This individualized, responsive approach to farming has been important to developing vines that are able to reach their potential. Syrah, although robust and hearty in the winery, is no cake-walk in the vineyard either, especially in the climate where we grow it. Our vineyard is at the coolest limit of where you can ripen it. I always knew this but it didn’t really solidify in my mind until two years ago when our friend, Jean-Louis, was visiting California. He wanted to show his cellar-master some vineyards in the Sonoma and Napa areas and came out to our vineyard on the coast. We wanted to show him the various blocks of Syrah but first took a walk through the Pinot noir. I asked Jean-Louis when he typically harvested his Syrah in Hermitage. He replied, “Oh, about the third week of September.” Then he stood facing our Pinot noir vines and asked, “When do you harvest your Pinot noir?” I ran through the past vintages in my mind and stated, “Typically the same as your harvest, the third week of September.” He reflected on this for a few seconds then turned to me and with great astonishment asked, “So when do you pick the Syrah?” When I told him that we pick the Syrah the third or fourth week of October, he was flabbergasted because in the Rhône it would rain by mid-October. It would not be possible for him to pick so late in the year. This explains how we are able to grow Pinot noir and Syrah in the same vineyard. It is a cool enough site to grow Pinot noir and yet we have a long enough growing season to continue ripening the Syrah.
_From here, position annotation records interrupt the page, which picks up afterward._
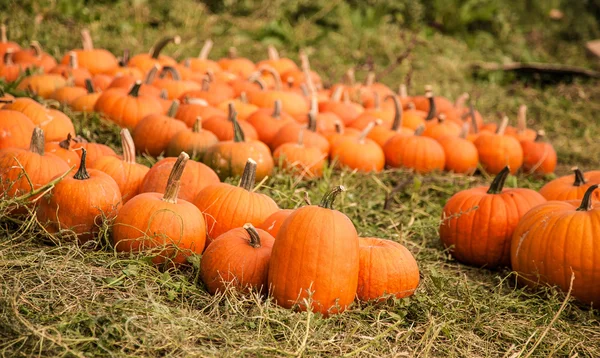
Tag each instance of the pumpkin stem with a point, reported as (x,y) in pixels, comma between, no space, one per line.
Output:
(135,89)
(461,100)
(151,74)
(432,109)
(3,37)
(420,129)
(89,86)
(277,109)
(329,198)
(128,146)
(82,173)
(197,125)
(397,112)
(249,175)
(66,144)
(272,53)
(37,141)
(174,181)
(273,73)
(522,119)
(312,122)
(254,237)
(586,202)
(205,49)
(502,126)
(579,177)
(498,183)
(158,46)
(172,71)
(173,108)
(86,40)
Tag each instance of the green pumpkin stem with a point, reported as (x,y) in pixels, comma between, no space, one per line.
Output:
(579,177)
(397,112)
(249,175)
(82,173)
(498,183)
(586,202)
(174,181)
(66,144)
(89,86)
(329,198)
(135,90)
(432,110)
(158,46)
(37,141)
(254,236)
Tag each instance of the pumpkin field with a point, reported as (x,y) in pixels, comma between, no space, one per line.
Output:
(324,178)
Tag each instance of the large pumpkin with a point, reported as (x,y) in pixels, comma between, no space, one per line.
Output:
(478,223)
(557,244)
(315,259)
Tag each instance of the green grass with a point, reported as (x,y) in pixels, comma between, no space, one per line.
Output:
(59,299)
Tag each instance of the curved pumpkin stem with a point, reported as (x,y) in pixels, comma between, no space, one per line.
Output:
(86,40)
(397,112)
(249,175)
(586,202)
(432,109)
(174,181)
(205,49)
(579,177)
(158,46)
(66,144)
(135,90)
(329,198)
(277,109)
(89,86)
(82,173)
(128,146)
(254,236)
(498,183)
(37,141)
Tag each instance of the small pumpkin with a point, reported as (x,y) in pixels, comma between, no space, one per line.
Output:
(162,226)
(80,203)
(478,223)
(238,258)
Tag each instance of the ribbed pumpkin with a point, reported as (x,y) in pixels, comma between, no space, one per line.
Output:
(497,150)
(315,256)
(80,203)
(478,223)
(161,226)
(386,268)
(299,159)
(39,166)
(539,157)
(15,129)
(195,141)
(361,153)
(422,154)
(273,223)
(239,259)
(95,60)
(127,109)
(226,206)
(229,158)
(126,172)
(558,240)
(63,150)
(570,187)
(196,177)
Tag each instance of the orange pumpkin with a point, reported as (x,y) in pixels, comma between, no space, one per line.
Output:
(166,228)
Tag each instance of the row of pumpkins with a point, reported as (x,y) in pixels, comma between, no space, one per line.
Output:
(283,114)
Well, 2005 established the edge for us being able to grow Syrah. We had late budbreak with cool spring temperatures and late spring rains. We didn’t harvest until November. Both our 2005 Syrah cuvées, ‘La Bruma’ and ‘Les Titans’ display the coolness of the vintage by exhibiting the most Northern Rhône-like character of any wine we have ever made. There are many things we do in the vineyard to optimize the ripeness of the Syrah fruit, though. As with all the vines we farm, we remove by hand the lateral shoots and certain leaves in the fruit zone on the morning sun side of the vertically trained canopy to allow sunlight exposure and promote airflow to reduce mildew and botrytis pressure. We also cut the wings or shoulders off the grape clusters just after fruit set because they do not ripen uniformly with the rest of the cluster. And we hand-position each of the clusters so they hang freely, preventing them from damage by the wire trellis or from getting squished as they are harvested. All this extra care is to nurture Syrah vines where it is seemingly most suitable to grow Pinot noir. In short, we kind of baby our vines.
So I guess I can say that everything I ever knew about grape-growing I can apply to bringing up baby: there is no formula, and a baby is as individual as vineyards and vice versa. It is like I can do Integrated Baby Management. Observe and assess before reacting to that cry. Hungry? Tired? Poopy diaper? In the end, however, even though taking care of vines is a lot of work and requires much attention and care, I don’t think I will ever say that our vines are like babies anymore. We care about them but they just aren’t as demanding and, alas, they aren’t as cute and cuddly either. And vines can’t smile.